A template for a platform
August 22, 2019
“Kubernetes is a platform for building other platforms. It’s a better place to start; not the endgame” – Kelsey Hightower
In a previous blog post I used the above quote from Kelsey about a starting place. Now I want to show a concrete example of a Platform. I will try to show a design that can be used a product and expended upon. To make you understand I first want to show a quick architectural drawing of the platform and the reason why.
In the picture above you can see that the design is rather straight forward. We have a control plane where supporting tools will run and some logging will flow to. The environments connected to it are there to run the workloads. All of the components mentioned above are Kubernetes clusters. So instead of running everything on 1 cluster we run a configuration of 1 + X.
A simple design but that is just setting it up for the full usage of the platform. Kubernetes is a great product but it cannot serve all of the backing services we need. So in this design there should also be a cloud connected to provide databases virtual networking, container registries and much more.
Product
The most important thing is that we treat the platform as a product. If we don’t then the code can turn into a big ball of mud. For example: a developer needs a database spun up for his/her service. If we put this in the platform code (IAAC). It means that there is logic there that is not part of the product. An important part is then how to structure the code or how to think about the platform and what lands on it. Because of this I’m going to introduce a level system.
The main drive behind this design will be to deploy it with a minimum amount of effort. So everything should be able to run with one click. Because of this we need to maintain a separation of concern and keep it clean. In that case you can treat it on its own and deploy it how many times you need it. As we can see in the future there are multiple uses for this. Treat the whole platform as cattle not as a pet.

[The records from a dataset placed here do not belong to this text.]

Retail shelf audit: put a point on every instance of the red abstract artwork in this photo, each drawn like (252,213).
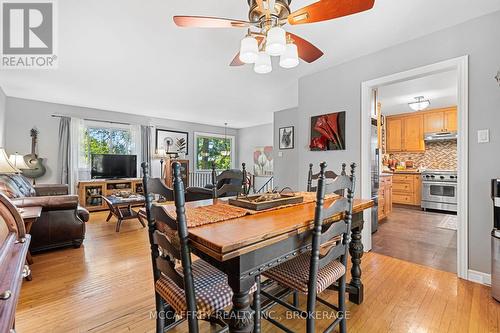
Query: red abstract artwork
(328,132)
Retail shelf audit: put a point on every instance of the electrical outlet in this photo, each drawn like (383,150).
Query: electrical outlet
(483,136)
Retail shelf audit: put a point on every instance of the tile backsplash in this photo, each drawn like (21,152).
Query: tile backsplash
(438,155)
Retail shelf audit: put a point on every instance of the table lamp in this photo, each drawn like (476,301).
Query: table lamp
(5,165)
(18,161)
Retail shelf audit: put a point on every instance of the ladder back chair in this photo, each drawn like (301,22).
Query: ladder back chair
(195,290)
(324,267)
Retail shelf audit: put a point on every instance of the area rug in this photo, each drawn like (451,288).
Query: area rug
(449,222)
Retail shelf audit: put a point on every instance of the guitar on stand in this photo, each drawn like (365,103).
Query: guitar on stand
(37,169)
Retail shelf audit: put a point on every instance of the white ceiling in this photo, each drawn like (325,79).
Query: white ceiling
(440,89)
(128,56)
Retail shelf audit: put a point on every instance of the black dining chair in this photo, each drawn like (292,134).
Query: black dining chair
(228,183)
(196,290)
(324,267)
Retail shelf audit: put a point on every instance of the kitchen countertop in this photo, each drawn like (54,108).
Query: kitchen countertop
(403,172)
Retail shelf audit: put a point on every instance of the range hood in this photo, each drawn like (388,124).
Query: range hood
(441,136)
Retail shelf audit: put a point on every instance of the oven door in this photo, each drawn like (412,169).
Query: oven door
(439,192)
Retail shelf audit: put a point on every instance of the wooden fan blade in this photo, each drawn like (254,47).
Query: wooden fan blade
(307,51)
(237,62)
(324,10)
(209,22)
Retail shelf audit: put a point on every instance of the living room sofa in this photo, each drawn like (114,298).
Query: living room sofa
(62,222)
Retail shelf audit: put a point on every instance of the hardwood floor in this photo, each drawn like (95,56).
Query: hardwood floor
(106,286)
(413,235)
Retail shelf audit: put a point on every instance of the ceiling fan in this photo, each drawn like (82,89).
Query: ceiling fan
(266,36)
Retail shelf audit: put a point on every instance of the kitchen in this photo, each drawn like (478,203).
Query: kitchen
(414,170)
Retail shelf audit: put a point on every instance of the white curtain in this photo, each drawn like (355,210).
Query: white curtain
(76,159)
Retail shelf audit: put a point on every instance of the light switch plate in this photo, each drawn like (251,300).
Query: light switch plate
(483,136)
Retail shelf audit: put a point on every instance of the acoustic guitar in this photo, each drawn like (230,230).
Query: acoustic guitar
(37,169)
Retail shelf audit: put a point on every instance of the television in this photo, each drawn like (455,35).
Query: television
(108,166)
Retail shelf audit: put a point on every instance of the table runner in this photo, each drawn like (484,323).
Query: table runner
(223,211)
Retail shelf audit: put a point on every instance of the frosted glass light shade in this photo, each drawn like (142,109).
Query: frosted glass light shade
(290,58)
(420,105)
(263,64)
(18,161)
(249,50)
(276,41)
(5,165)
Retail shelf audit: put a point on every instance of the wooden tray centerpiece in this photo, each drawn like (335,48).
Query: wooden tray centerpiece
(265,201)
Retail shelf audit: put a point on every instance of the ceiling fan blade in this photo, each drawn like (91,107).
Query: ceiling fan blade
(237,62)
(209,22)
(324,10)
(307,51)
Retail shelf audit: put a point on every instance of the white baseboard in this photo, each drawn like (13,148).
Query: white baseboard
(479,277)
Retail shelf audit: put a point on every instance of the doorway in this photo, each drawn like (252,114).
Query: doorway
(460,66)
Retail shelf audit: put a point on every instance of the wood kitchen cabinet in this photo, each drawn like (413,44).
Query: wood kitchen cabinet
(406,189)
(440,120)
(385,197)
(405,133)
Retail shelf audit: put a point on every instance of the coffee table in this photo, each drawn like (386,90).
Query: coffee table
(121,208)
(29,216)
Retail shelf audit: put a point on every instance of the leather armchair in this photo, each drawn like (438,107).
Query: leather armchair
(62,222)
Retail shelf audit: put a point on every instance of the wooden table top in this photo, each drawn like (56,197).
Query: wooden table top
(229,239)
(31,212)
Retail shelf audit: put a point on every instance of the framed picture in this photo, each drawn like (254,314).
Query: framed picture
(172,141)
(263,161)
(287,137)
(328,132)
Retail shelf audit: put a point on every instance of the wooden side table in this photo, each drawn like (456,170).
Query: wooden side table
(30,215)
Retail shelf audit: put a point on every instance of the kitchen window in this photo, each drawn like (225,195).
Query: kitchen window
(213,148)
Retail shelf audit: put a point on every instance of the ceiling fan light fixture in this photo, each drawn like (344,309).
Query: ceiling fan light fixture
(276,41)
(290,58)
(249,50)
(263,64)
(420,104)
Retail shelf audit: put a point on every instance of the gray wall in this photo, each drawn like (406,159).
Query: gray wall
(23,114)
(3,100)
(285,166)
(251,137)
(339,89)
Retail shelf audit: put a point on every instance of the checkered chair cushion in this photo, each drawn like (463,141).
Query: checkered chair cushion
(295,273)
(211,290)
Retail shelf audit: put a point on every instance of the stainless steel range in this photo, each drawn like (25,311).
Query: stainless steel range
(439,190)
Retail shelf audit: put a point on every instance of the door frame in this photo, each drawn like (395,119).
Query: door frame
(461,65)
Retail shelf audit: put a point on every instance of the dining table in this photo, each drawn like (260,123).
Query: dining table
(245,246)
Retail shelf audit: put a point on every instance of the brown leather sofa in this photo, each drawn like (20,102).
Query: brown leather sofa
(62,222)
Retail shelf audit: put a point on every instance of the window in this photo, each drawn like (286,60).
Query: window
(102,140)
(214,148)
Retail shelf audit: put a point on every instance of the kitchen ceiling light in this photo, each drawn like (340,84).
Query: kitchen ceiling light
(249,50)
(290,58)
(420,104)
(276,41)
(263,64)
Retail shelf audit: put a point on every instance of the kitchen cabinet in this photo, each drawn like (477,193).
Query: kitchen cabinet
(440,120)
(405,133)
(406,189)
(385,197)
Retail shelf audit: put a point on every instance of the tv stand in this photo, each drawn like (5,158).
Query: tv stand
(90,191)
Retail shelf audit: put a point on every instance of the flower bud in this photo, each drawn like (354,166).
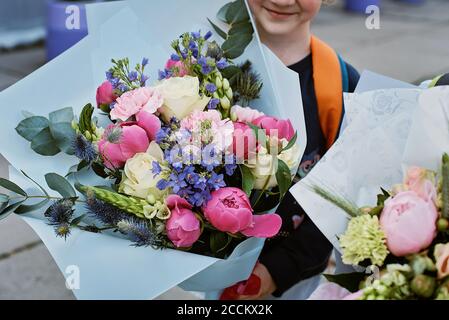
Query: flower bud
(225,103)
(423,286)
(218,83)
(226,84)
(443,224)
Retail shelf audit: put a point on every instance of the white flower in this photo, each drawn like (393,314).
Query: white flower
(181,97)
(138,178)
(264,169)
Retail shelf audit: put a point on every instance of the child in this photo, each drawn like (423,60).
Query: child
(303,252)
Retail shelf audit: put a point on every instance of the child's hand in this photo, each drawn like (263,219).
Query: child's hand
(267,285)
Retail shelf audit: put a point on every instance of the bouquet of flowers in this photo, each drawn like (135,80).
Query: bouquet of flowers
(183,163)
(398,246)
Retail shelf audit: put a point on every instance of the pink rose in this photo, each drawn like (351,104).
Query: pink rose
(441,254)
(409,223)
(244,141)
(150,123)
(417,180)
(180,71)
(229,210)
(122,142)
(246,114)
(183,227)
(270,124)
(105,94)
(132,102)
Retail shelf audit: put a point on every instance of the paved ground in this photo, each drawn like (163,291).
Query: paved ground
(412,44)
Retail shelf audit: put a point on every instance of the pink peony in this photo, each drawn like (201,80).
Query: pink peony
(417,180)
(150,123)
(132,102)
(122,142)
(177,67)
(229,210)
(244,141)
(246,114)
(105,94)
(183,227)
(270,124)
(441,254)
(409,223)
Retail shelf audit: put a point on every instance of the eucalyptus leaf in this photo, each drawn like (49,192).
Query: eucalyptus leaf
(241,28)
(237,12)
(62,116)
(30,127)
(44,143)
(85,123)
(248,179)
(218,30)
(10,209)
(291,143)
(30,208)
(235,45)
(60,185)
(283,177)
(11,186)
(64,136)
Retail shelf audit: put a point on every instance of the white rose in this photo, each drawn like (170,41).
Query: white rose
(265,170)
(138,178)
(181,97)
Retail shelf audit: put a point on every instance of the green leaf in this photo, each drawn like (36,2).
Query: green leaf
(248,179)
(62,116)
(78,220)
(349,281)
(8,210)
(11,186)
(217,29)
(30,127)
(235,45)
(241,28)
(85,123)
(44,144)
(60,185)
(37,184)
(291,143)
(283,177)
(237,12)
(30,208)
(64,136)
(223,11)
(4,200)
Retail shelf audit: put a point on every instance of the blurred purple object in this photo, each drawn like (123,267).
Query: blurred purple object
(66,25)
(360,6)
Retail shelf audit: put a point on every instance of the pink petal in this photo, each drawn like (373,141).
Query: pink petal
(264,226)
(134,140)
(150,123)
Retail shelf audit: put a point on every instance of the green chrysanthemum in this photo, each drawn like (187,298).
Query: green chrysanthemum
(364,240)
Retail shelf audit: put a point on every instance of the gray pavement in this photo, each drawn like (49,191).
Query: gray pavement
(411,45)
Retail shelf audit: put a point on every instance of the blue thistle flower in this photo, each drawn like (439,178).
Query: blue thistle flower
(84,149)
(104,212)
(213,103)
(208,35)
(141,234)
(133,75)
(59,215)
(222,64)
(175,57)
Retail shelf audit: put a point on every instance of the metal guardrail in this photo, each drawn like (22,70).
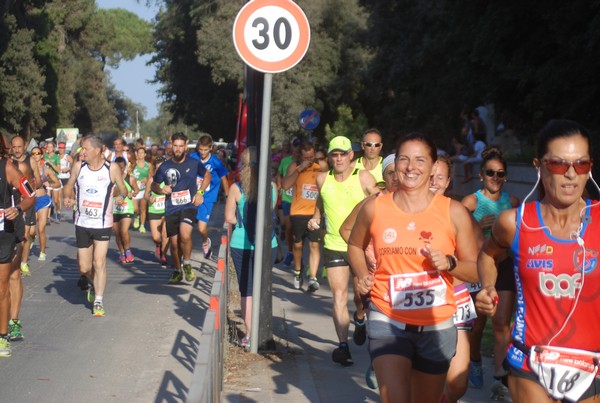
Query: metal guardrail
(207,380)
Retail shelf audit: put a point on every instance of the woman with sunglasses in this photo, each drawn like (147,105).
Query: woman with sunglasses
(43,202)
(486,204)
(555,243)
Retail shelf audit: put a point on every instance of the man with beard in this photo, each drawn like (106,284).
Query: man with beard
(183,198)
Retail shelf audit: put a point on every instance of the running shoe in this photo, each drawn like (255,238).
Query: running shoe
(370,378)
(5,350)
(245,343)
(342,356)
(98,309)
(313,284)
(206,248)
(298,280)
(91,294)
(476,375)
(176,277)
(15,332)
(360,331)
(83,284)
(289,258)
(25,270)
(189,272)
(499,391)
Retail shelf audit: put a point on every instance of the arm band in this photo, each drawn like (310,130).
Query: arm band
(25,188)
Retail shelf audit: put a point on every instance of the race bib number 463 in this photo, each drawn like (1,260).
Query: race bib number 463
(417,290)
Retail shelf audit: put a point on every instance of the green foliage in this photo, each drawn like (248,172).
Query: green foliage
(52,58)
(346,125)
(117,34)
(21,90)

Platform Engineering - SRE
- Level 0: The Control plane
- Level 1: Environments
App Development - DevOps
- Level 2: Developer workflows
Separation of concerns
We need a level system to keep a good separation of concerns. Plus it is important to determine who is responsible for what part. If you are going to treat the platform as a product that means that a separate team will maintain and build that platform. The product that the developers are building is the actual business of the company and the platform is there to support them. It doesn’t mean that the platform team will be the new operations. The developers should maintain a devops mentality of you build it you run it.
The reason the control plane is level 0 is because that will deploy most of the elements of the platform. It will spin up it’s own kubernetes cluster and the automation tool (in this case concourse-ci). The automation tool will then deploy the rest of the environments.

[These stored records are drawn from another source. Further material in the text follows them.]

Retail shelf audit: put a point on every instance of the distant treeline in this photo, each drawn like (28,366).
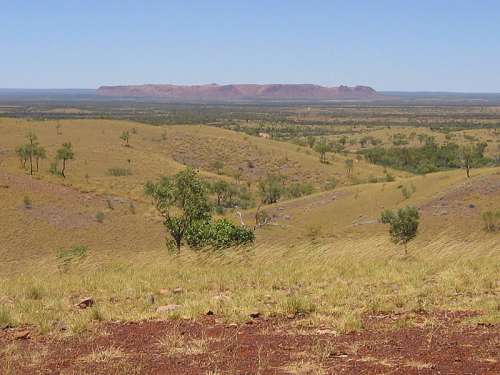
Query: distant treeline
(428,158)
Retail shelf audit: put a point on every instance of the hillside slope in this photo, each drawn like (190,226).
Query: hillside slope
(214,92)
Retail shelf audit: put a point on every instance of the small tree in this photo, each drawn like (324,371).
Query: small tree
(271,189)
(218,165)
(349,166)
(221,190)
(403,224)
(22,153)
(64,153)
(30,151)
(181,200)
(467,157)
(310,141)
(125,136)
(39,153)
(322,148)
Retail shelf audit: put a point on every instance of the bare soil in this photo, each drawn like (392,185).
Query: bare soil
(445,346)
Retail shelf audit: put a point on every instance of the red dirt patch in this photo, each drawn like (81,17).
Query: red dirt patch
(266,347)
(460,198)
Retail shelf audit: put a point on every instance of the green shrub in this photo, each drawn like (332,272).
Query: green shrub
(6,319)
(27,202)
(403,224)
(331,184)
(99,216)
(491,220)
(68,256)
(217,234)
(297,190)
(119,172)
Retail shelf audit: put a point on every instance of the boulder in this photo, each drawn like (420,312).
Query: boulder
(85,302)
(167,308)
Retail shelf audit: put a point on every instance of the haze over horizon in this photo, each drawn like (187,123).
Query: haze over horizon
(390,46)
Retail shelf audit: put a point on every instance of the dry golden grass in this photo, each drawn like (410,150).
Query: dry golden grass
(322,285)
(347,270)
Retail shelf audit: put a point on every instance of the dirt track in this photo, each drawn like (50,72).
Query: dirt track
(265,347)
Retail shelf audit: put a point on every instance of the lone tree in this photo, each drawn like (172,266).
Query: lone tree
(31,151)
(403,224)
(125,136)
(349,166)
(271,188)
(181,200)
(322,147)
(65,153)
(23,155)
(467,157)
(310,141)
(222,190)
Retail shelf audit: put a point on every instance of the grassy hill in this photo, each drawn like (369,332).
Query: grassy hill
(324,257)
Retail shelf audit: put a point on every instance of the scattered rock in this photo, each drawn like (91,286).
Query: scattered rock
(22,335)
(59,325)
(85,302)
(150,299)
(326,332)
(167,308)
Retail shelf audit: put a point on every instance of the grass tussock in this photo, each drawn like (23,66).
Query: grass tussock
(328,285)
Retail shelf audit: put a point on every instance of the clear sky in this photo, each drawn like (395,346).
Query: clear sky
(449,45)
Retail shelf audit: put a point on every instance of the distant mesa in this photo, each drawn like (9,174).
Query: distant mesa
(215,92)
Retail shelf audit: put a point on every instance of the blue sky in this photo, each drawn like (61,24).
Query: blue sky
(389,45)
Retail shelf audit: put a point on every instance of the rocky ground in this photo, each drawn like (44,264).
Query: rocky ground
(437,344)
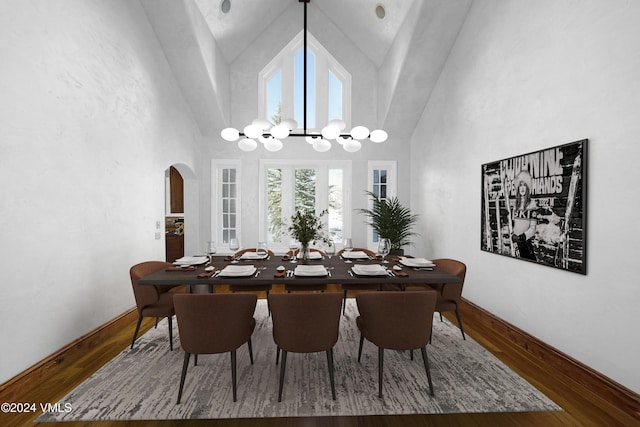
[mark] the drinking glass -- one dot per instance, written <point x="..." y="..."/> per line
<point x="210" y="250"/>
<point x="262" y="250"/>
<point x="384" y="247"/>
<point x="348" y="247"/>
<point x="234" y="245"/>
<point x="330" y="251"/>
<point x="293" y="246"/>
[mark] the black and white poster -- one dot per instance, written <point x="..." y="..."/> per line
<point x="534" y="207"/>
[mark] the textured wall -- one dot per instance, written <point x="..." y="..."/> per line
<point x="525" y="76"/>
<point x="90" y="118"/>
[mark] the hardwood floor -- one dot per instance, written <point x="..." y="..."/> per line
<point x="581" y="406"/>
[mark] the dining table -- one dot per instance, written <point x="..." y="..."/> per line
<point x="278" y="269"/>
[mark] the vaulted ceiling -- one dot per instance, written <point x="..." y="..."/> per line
<point x="409" y="45"/>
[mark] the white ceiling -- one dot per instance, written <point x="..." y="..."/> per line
<point x="247" y="19"/>
<point x="409" y="47"/>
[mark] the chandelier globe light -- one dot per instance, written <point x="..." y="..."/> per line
<point x="271" y="136"/>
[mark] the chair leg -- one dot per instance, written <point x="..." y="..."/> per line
<point x="426" y="367"/>
<point x="330" y="363"/>
<point x="460" y="323"/>
<point x="135" y="334"/>
<point x="233" y="373"/>
<point x="344" y="303"/>
<point x="268" y="306"/>
<point x="250" y="350"/>
<point x="284" y="362"/>
<point x="380" y="368"/>
<point x="185" y="365"/>
<point x="170" y="319"/>
<point x="360" y="347"/>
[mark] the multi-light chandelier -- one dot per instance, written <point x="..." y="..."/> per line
<point x="271" y="136"/>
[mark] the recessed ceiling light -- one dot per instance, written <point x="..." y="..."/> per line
<point x="225" y="6"/>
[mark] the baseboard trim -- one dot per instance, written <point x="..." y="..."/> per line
<point x="611" y="391"/>
<point x="63" y="358"/>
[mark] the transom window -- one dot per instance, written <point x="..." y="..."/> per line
<point x="286" y="186"/>
<point x="281" y="86"/>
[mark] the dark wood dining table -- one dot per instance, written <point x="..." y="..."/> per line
<point x="266" y="271"/>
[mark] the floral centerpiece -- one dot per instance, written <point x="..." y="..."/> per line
<point x="307" y="227"/>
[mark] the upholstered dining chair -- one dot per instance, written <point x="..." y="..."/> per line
<point x="396" y="321"/>
<point x="151" y="300"/>
<point x="252" y="288"/>
<point x="449" y="295"/>
<point x="292" y="287"/>
<point x="357" y="287"/>
<point x="305" y="323"/>
<point x="213" y="324"/>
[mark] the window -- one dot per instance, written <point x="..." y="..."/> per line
<point x="382" y="183"/>
<point x="225" y="201"/>
<point x="290" y="185"/>
<point x="281" y="86"/>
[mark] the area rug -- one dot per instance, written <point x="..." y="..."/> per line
<point x="142" y="383"/>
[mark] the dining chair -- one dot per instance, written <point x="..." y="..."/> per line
<point x="358" y="286"/>
<point x="214" y="324"/>
<point x="292" y="287"/>
<point x="151" y="300"/>
<point x="305" y="323"/>
<point x="396" y="321"/>
<point x="252" y="288"/>
<point x="450" y="294"/>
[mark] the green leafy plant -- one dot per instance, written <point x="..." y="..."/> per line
<point x="391" y="220"/>
<point x="307" y="227"/>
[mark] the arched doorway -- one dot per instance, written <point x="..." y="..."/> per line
<point x="181" y="212"/>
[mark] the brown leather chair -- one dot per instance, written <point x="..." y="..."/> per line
<point x="213" y="324"/>
<point x="396" y="321"/>
<point x="290" y="287"/>
<point x="252" y="288"/>
<point x="306" y="323"/>
<point x="151" y="300"/>
<point x="450" y="294"/>
<point x="357" y="287"/>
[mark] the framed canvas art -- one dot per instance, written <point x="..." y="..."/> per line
<point x="534" y="207"/>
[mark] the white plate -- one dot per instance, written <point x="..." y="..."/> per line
<point x="416" y="262"/>
<point x="253" y="255"/>
<point x="237" y="271"/>
<point x="191" y="260"/>
<point x="310" y="270"/>
<point x="369" y="270"/>
<point x="355" y="255"/>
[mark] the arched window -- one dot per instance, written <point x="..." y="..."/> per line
<point x="328" y="86"/>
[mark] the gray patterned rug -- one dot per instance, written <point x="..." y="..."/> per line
<point x="142" y="384"/>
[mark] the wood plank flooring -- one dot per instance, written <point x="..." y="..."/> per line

In short Level 0 -> Control plane (with ci) -> ci -> level 1
Level 2
Level 2 is also deployed with the ci tool, but is seperated in a different RBAC group inside the ci tool. Level 2 is to be considered a DevOps tool which the developers can use. So it’s not part of the product and should be inside of multiple different repositories.
Level 2 is a special case because it cannot be defined in 1 codebase. It could be done in several options. I will explain why this is special. The target of a level 2 IAAC could be seen in several ways. If you want to have some Infrastructure land on the control plane which is contextual to the user then it should not go into Level 0 but a Level 2 repo. To seperate this concern we represent this with a Level 2.0 repo. If a piece of infrastructure has to land on the environments in global, so not specific to a workflow and more in a general fashion then it will land in a Level 2.1 repository. A good example of this being an api gateway like Kong. However the routes and services are specific for a microservice and that has to be contained in a Level 2.2 repo.
- Level 2.0 - Platform user targeting the control plane (Level 0)
- Level 2.1 - Platform user targeting the global range of the environment (Level 1)
- Level 2.2 - Platform user deploying resources for a microservice for all resources
- Level 2.2.{team-name} - Specific targeting repo for multiple microservice grouped by team
- Level 2.2.{microservice} - Specific targeting repo per microservice
- Level 2.2.*.bridge - Any of the above 2.2 repos but then containing only the multi region services
The mentioned Level 2.2 repo’s are not all mandatory. It’s better to choose one strategy for the repo’s. For example you can do the terraforming per team and leave the other 2. The bridge repository is an exception to this. If you are not deploying the platform in a multiregion fashion you can leave this one. If you do then only place resources in here that are by itself multiregion. For example azure cosmosdb can be deployed in a multiregion fashion.